Three New Exoplanets Seen In Direct Photographs 43
The Bad Astronomer writes "Planets orbiting other stars are usually found indirectly (by blocking their stars' light or inducing a Doppler shift in the light as they orbit, for example), but direct images of exoplanets are extremely rare. However, using the 10-meter Keck telescope in Hawaii, astronomers have taken photographs of three nearby exoplanets, all young, massive, and hot. One may be massive enough to count as a brown dwarf, but the other two are more likely in the planet-mass range. All three are very far from their stars, which means they may have formed differently than the planets in our solar system."
How long until we get a time-lapse sequence? (Score:5, Interesting)
As awesome as this is, I'd love to see a time-lapse series of an exoplanet orbiting its star. I think that'd really drive home what we're looking at.
Re:How long until strong evidence for life? (Score:5, Interesting)
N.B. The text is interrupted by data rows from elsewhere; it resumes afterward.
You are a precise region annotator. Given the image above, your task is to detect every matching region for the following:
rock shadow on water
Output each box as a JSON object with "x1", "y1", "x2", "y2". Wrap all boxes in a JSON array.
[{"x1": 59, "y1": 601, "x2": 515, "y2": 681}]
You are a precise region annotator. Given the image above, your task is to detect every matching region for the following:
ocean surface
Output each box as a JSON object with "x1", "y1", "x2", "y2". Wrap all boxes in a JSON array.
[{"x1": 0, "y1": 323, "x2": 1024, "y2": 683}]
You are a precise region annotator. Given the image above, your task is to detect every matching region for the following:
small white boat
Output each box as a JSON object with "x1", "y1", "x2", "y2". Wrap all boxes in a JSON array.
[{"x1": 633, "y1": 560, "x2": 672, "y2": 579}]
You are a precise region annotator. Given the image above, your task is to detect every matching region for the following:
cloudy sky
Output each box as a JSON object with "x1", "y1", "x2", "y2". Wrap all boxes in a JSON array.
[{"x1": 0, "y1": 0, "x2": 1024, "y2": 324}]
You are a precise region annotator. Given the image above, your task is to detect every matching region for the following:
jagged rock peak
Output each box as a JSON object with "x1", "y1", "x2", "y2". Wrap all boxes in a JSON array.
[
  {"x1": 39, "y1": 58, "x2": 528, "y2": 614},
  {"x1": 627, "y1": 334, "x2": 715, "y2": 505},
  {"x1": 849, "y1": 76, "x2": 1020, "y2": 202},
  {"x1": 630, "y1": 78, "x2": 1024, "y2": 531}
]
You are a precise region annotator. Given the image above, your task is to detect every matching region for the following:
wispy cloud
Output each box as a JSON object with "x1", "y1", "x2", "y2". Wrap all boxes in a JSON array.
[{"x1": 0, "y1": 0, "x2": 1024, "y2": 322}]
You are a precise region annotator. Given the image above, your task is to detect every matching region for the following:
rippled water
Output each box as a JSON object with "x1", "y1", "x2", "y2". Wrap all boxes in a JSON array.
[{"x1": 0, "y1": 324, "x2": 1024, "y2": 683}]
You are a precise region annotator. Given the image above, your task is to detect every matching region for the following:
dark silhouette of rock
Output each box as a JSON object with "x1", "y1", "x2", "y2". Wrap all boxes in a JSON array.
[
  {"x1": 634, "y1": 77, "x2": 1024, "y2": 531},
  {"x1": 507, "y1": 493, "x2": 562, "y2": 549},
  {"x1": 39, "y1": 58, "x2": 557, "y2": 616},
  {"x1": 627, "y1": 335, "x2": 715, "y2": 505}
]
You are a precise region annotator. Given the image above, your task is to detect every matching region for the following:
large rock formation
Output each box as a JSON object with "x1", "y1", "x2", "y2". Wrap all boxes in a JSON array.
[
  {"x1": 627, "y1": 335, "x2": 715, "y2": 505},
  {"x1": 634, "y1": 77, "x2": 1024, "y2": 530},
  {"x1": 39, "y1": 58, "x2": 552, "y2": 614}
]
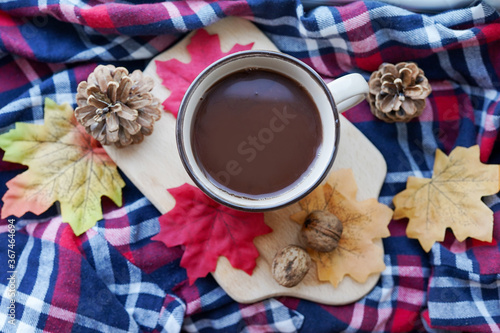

If you'd asked anybody that 25 years ago they'd laugh and say it's impossible. My first thought is it still might be, but the jumps they've made in imaging over the last few decades are staggering. Now you can get as good resolution from ground-based telescopes as the ones in space, because the image processing has gotten so much better.
It would be quite a feat to directly image life on a planet over vast distances and through atmospheres, so my complete and total guess is unless they've got something really large and obvious like city lights, we probably can't.
I can't speculate how, but I'm not an astro-physicist (or a physicists for that matter) ... for all I know some of the boffins are trying to figure out how they'd go about this. It certainly would be one hell of a feat.
When I was in university and hung out with astrophysicists, the notion of detecting an exoplanet was still a bit of a stretch. Since then, we've inferred or directly observed so many it's astounding.